Dabei beurteilen nicht alle Branchen die Lage so gut: Von den Betrieben der persönlichen Dienstleistungen sind lediglich 60 Prozent zufrieden. Dies ist laut Hauptgeschäftsführer Paul vor allem darauf zurückzuführen, dass gerade Kosmetik- und Frisörläden mit massiven Einschränkungen und ständig neuen Corona-Vorgaben kämpfen mussten.
Handwerk: Mehr Betriebe, aber weniger Beschäftigte
Neben den coronabedingten Einschränkungen hat das Handwerk zudem weiterhin mit Personalmangel zu kämpfen. Zwar hat sich die Zahl der Betriebe binnen Jahresfrist um etwas mehr als 300 erhöht, auch der Umsatz ist gestiegen. Doch die Anzahl der Beschäftigten ist zurückgegangen.

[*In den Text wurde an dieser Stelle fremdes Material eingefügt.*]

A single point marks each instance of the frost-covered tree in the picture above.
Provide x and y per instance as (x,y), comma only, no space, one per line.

Was zunächst paradox erscheint, erklärte Paul damit, dass die Neugründungen lediglich sehr kleine Betriebe seien. Oft habe nur eine Person einen Nebenerwerb gestartet. Hinzu komme, dass einige Betriebe wegen der Corona-Krise noch zurückhaltend bezüglich Neueinstellungen seien. Auch der Fachkräftemangel sei weiterhin ein großes Thema im Handwerk.
2021 wurden 13 Ausbildungsplätze mehr besetzt als 2020, ein Anstieg von lediglich 0,5 Prozent zum Vorjahr. Das sei eindeutig zu wenig, sagte Präsident Bissert und fügte an: "Der starke Rückgang 2020 von 7,6 Prozent konnte nicht aufgefangen werden."
Noch 1100 Ausbildungsplätze in Unterfranken frei
Zwar sind laut Kammer 2563 Ausbildungsplätze besetzt worden. Doch mindestens 1100 Stellen seien noch frei. Hinzu komme eine Dunkelziffer, deren Größe schwer zu schätzen sei. "Es gibt Betriebe, die haben es aufgegeben, neue Auszubildende zu suchen, nachdem sie zum dritten oder vierten Mal niemanden gefunden haben", erklärte Bissert.
Dass Stellen unbesetzt blieben, hänge nicht speziell mit der Corona-Krise zusammen, so Paul. Die Gründe seien vor allem der demographische Faktor, der zu weniger Schulabgängern führe, und der Fakt, dass immer mehr junge Menschen eine akademische Ausbildung anstrebten.
Bissert betont daher, wie wichtig es sei, die berufliche Bildung zu fördern. Er selbst werde in Unterfranken für das Handwerk werben, deswegen Schulen besuchen und auf Berufsmessen gehen. "Man muss stolz sein, ein Handwerker zu sein", sagt der Präsident.
Wie die Erwartungen des Handwerks in der Region sind
Für dieses Jahr erwartet die HWK ein deutlich verbessertes Geschäftsklima im Vergleich zu 2021 und 2020. Dies gründet auf ihrer Hoffnung, dass die Corona-Einschränkungen aufgehoben werden, und auf der guten Stimmung der Betriebe. Außerdem blickt man in der Kammer positiv auf die geplanten Klimaschutzprojekte, schließlich würden hierfür viele Handwerker benötigt.
"Das Handwerk ist die Exekutive des Klimaschutzes", sagte Paul. "Perspektivisch muss nur alles dafür getan werden, dass auch genügend Fachkräfte zur Verfügung stehen."